R. Lebrun
I played a little bit with SymbolicFunction and multiprocessing Pool, and got interesting results with the following code:
import openturns as ot
import multiprocessing as mp
from time import time
class ParallelSymbolic(ot.OpenTURNSPythonFunction):
def __init__(self, f, ncpu=-1):
super(ParallelSymbolic, self).__init__(f.getInputDimension(), f.getOutputDimension())
self.setInputDescription(f.getInputDescription())
self.setOutputDescription(f.getOutputDescription())
self.f_ = f
if ncpu >= 1:
self.ncpu_ = ncpu
else:
self.ncpu_ = mp.cpu_count()
def _exec(self, X):
return self.f_(X)
def _exec_sample(self, X):
X = ot.Sample(X)
size = X.getSize()
block_size = size // self.ncpu_
if block_size > 0:
subsamples = [X[(i * block_size):((i + 1) * block_size)] for i in range(self.ncpu_-1)] + [X[((self.ncpu_-1) * block_size):size]]
else:
subsamples = [X]
p = mp.Pool(self.ncpu_)
rs = p.map_async(self.f_, subsamples)
p.close();
res = rs.get()
Y = res[0]
for i in range(1, len(res)):
Y.add(res[i])
return Y
if __name__ == "__main__":
# Input dimension
d = 4
# Complexity
rep = 1000
# Build a HUGE formula
variables = ["x" + str(i) for i in range(d)]
formula = ""
for i in range(d*rep):
formula += "sin(" + str(i+1) + "*" + variables[i % d] + ")+"
formula += "1"
f_sequential = ot.SymbolicFunction(variables, [formula])
f_parallel = ot.Function(ParallelSymbolic(f_sequential))
# Compare both model on a basic MC simulation
block_size = 10000
iter_max = 100
threshold = (d * rep)**0.5
distribution = ot.ComposedDistribution([ot.Uniform()]*d)
X = ot.RandomVector(distribution)
print("Sequential")
Y_sequential = ot.CompositeRandomVector(f_sequential, X)
E_sequential = ot.ThresholdEvent(Y_sequential, ot.Greater(), threshold)
algo = ot.ProbabilitySimulationAlgorithm(E_sequential)

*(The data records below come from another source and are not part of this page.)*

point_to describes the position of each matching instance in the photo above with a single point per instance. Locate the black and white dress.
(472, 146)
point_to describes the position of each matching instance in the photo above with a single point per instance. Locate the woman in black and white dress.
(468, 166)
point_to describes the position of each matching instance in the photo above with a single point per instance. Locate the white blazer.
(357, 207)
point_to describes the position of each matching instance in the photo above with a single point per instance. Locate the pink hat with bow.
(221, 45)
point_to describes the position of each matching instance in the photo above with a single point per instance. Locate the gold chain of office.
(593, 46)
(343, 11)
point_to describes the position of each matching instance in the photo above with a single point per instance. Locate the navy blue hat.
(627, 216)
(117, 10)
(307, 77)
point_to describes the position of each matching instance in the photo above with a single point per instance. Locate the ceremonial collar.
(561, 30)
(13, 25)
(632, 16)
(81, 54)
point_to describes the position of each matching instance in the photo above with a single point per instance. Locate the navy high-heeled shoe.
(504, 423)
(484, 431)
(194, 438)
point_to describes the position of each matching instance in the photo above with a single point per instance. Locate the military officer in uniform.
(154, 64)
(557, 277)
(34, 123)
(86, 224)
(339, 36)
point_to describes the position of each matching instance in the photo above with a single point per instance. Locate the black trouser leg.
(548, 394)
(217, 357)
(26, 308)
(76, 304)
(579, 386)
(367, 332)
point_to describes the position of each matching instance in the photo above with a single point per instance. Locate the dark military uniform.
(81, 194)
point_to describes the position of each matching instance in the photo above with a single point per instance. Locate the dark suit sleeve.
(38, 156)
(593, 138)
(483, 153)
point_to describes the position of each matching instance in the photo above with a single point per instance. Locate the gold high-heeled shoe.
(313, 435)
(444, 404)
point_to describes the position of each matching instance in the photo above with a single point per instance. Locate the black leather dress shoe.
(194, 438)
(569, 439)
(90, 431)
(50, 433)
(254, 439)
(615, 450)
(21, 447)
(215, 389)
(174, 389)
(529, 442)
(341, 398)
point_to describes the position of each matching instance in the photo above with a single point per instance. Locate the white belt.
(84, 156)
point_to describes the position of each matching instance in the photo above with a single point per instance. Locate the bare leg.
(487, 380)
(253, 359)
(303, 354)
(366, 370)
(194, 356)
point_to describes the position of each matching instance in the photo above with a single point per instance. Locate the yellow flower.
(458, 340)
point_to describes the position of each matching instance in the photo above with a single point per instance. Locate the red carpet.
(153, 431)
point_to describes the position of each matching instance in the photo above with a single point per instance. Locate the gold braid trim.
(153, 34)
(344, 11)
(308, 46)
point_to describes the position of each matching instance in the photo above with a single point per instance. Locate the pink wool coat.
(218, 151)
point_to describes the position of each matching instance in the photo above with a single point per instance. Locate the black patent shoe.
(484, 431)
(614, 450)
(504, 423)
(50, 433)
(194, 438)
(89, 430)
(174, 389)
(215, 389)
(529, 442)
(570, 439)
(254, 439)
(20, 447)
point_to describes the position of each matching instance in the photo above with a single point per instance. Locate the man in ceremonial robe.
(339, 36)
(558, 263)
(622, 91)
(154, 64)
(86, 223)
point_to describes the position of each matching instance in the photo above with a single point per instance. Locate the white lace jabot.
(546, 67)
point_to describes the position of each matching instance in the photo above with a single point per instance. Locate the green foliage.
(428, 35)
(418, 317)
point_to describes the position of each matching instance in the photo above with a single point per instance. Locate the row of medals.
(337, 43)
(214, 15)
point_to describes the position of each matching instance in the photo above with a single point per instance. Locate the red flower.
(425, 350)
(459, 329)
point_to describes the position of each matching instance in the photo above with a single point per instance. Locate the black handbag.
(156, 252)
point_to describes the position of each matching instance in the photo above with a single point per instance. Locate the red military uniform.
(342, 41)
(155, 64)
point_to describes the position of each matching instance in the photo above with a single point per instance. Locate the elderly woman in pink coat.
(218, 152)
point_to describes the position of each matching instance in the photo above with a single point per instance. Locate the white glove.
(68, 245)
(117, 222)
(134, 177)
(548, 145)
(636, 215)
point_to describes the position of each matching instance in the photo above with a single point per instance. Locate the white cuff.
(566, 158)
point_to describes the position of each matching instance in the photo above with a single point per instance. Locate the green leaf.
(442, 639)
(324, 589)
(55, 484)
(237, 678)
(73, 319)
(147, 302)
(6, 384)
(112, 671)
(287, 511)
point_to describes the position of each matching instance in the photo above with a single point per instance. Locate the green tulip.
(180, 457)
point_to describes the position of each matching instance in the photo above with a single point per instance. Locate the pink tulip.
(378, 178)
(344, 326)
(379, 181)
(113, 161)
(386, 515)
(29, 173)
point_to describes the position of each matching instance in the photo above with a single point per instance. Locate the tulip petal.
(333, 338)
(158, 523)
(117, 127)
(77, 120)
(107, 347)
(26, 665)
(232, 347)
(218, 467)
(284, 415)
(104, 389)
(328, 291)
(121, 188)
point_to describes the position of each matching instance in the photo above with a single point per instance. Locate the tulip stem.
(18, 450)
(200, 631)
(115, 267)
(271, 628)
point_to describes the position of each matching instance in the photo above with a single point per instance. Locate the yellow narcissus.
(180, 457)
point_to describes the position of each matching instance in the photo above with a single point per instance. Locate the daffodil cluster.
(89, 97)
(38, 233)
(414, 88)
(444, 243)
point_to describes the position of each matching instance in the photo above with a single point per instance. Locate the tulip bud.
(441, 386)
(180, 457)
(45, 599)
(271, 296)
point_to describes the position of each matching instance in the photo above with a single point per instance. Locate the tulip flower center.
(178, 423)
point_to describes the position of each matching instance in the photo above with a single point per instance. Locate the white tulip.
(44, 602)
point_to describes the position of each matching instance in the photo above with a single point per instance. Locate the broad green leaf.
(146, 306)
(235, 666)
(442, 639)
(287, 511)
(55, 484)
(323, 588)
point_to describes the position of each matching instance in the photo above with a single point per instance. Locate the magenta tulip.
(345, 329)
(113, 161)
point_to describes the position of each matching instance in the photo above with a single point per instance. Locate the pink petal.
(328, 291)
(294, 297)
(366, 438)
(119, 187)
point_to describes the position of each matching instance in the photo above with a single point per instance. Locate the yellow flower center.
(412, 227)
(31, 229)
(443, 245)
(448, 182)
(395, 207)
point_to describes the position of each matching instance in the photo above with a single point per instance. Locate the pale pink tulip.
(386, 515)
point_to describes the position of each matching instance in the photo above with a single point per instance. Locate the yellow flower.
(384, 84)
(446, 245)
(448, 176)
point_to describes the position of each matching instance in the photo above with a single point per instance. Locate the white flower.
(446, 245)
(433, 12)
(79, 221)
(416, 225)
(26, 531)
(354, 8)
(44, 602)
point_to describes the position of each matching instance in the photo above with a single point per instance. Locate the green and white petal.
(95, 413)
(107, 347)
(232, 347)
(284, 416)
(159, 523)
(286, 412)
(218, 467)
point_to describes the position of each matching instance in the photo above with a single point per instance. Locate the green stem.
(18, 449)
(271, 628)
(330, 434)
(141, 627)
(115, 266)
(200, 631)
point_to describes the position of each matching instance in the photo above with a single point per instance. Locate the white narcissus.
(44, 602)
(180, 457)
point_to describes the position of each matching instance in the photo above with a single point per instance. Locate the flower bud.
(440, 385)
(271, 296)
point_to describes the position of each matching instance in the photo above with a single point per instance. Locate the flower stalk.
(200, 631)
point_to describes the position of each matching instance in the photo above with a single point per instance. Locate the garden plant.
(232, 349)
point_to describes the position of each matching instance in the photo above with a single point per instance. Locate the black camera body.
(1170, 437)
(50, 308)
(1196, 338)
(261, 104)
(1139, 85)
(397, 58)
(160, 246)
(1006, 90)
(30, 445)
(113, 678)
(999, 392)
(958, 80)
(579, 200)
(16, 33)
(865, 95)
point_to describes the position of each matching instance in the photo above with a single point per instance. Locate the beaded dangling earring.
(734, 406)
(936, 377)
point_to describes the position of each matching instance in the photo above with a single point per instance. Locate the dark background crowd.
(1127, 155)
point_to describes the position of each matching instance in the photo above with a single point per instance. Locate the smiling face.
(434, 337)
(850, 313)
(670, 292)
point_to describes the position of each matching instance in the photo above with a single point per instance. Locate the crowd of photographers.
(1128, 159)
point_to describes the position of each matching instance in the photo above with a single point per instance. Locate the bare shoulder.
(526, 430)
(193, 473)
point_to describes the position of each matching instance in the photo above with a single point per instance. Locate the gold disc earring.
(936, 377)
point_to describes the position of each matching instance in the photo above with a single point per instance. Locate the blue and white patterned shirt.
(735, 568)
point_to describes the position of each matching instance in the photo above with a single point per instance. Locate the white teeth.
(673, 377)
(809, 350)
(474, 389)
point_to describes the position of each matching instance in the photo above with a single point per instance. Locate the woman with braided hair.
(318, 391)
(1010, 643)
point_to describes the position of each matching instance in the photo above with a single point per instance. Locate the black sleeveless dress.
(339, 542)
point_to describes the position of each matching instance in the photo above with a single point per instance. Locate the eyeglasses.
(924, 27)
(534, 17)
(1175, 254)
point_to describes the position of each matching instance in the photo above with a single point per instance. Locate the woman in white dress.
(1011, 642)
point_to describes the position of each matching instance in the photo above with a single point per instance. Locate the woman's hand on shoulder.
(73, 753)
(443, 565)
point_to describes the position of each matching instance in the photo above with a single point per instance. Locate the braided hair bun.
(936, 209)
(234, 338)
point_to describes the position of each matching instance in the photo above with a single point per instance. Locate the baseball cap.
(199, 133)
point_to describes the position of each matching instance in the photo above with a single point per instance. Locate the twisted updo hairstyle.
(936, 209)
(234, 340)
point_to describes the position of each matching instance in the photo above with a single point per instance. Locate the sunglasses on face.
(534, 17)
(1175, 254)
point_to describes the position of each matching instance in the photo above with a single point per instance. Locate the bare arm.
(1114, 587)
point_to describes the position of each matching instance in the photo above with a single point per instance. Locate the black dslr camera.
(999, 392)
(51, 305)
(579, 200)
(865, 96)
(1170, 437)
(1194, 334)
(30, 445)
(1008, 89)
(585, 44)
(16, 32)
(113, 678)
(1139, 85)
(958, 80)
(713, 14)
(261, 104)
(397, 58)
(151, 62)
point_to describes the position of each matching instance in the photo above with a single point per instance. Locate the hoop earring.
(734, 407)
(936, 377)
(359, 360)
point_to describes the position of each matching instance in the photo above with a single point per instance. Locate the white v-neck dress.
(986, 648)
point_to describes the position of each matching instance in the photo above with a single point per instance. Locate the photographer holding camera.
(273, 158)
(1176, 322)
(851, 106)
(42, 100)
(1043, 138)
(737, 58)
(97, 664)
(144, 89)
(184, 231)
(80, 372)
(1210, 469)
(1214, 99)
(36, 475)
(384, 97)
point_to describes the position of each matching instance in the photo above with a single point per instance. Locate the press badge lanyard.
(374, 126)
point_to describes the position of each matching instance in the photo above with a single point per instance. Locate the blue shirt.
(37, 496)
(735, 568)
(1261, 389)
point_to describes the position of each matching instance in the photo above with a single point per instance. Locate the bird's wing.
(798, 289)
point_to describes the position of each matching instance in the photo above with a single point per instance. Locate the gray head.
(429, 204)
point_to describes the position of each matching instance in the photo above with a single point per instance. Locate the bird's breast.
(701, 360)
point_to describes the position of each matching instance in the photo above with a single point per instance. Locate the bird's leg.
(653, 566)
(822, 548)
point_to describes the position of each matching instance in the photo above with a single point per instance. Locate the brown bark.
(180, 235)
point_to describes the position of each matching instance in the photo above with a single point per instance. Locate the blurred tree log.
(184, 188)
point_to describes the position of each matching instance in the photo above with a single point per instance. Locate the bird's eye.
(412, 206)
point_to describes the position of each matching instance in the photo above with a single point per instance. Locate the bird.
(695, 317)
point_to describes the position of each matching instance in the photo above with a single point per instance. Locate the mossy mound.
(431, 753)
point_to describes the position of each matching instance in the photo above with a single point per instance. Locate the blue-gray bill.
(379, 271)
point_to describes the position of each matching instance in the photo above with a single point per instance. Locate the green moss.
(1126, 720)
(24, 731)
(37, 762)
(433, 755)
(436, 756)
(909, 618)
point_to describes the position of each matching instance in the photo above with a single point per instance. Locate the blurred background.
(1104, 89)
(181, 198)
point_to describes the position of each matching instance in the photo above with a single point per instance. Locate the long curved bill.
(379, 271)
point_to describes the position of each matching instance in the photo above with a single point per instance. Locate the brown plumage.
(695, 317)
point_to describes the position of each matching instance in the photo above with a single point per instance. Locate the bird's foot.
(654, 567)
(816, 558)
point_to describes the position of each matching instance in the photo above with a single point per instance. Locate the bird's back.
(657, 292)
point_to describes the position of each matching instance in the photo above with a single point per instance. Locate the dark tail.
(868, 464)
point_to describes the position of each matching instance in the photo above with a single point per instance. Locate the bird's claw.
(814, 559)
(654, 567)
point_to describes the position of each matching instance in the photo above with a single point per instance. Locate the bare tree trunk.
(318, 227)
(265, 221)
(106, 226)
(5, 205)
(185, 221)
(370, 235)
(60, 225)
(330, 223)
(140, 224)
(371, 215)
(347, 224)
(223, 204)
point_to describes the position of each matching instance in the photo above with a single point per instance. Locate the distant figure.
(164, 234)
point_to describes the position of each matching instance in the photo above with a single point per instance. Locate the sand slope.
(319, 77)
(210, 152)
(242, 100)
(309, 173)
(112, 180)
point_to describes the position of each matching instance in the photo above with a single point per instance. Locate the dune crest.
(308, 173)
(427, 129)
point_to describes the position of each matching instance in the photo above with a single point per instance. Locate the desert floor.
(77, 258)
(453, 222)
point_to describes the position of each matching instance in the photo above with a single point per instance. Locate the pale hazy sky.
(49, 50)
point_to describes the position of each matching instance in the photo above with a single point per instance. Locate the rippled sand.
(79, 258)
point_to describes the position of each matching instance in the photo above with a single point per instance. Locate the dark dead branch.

algo.setBlockSize(block_size)
algo.setMaximumOuterSampling(iter_max)
ot.RandomGenerator.SetSeed(1234)
t0 = time()
algo.run()
t1 = time()
t_sequential = t1 - t0
print("Sequential, P=%.5e" % algo.getResult().getProbabilityEstimate(), "t=", t_sequential)
print("Parallel")
Y_parallel = ot.CompositeRandomVector(f_parallel, X)
E_parallel = ot.ThresholdEvent(Y_parallel, ot.Greater(), threshold)
algo = ot.ProbabilitySimulationAlgorithm(E_parallel)
algo.setBlockSize(block_size)
algo.setMaximumOuterSampling(iter_max)
ot.RandomGenerator.SetSeed(1234)
t0 = time()
algo.run()
t1 = time()
t_parallel = t1 - t0
print("Parallel, P=%.5e" % algo.getResult().getProbabilityEstimate(), "t=", t_parallel)
print("t_seq / t_par=", t_sequential / t_parallel)
The ParallelSymbolic class basically split an input sample into parts of roughly the same size and dispatch the execution of the SymbolicFunction over these sub-samples. As it is based on separate processes, there is no thread-safety problem here. I illustrate its use on a basic MonteCarlo simulation, where you can play with the function complexity (the rep parameter), the block size (block_size) and the number of outer iterations (iter_max). On my 8-cores machine I get:
rep=1, block_size=8, iter_max=1000, t_sequential=0.004s and t_parallel=17s
rep=1, block_size=1000, iter_max=8, t_sequential=0.0012s and t_parallel=0.29s
rep=10, block_size=8, iter_max=1000, t_sequential=0.01s and t_parallel=17s
rep=10, block_size=1000, iter_max=8, t_sequential=0.008s and t_parallel=0.29s
rep=100, block_size=8, iter_max=1000, t_sequential=0.08s and t_parallel=18s
rep=100, block_size=1000, iter_max=8, t_sequential=0.08s and t_parallel=0.30s
rep=1000, block_size=8, iter_max=1000, t_sequential=0.87s and t_parallel=43s
rep=1000, block_size=1000, iter_max=8, t_sequential=0.89s and t_parallel=0.58s
So if the model is huge and the block size is large you start to gain something, otherwise all the time is spent into splitting the input sample and gluing the output samples. The best I got was with rep=1000, block_max=10000, iter=10 (not relevant) for a speedup of 3.8 (the execution time is divided by 3.8 using the parallel version). I am sure that my implementation is naive and can be improved in many ways, it was just a test of mixing SymbolicFunction and Pool as forking processes solves the multi threading issue. Only tested under Linux.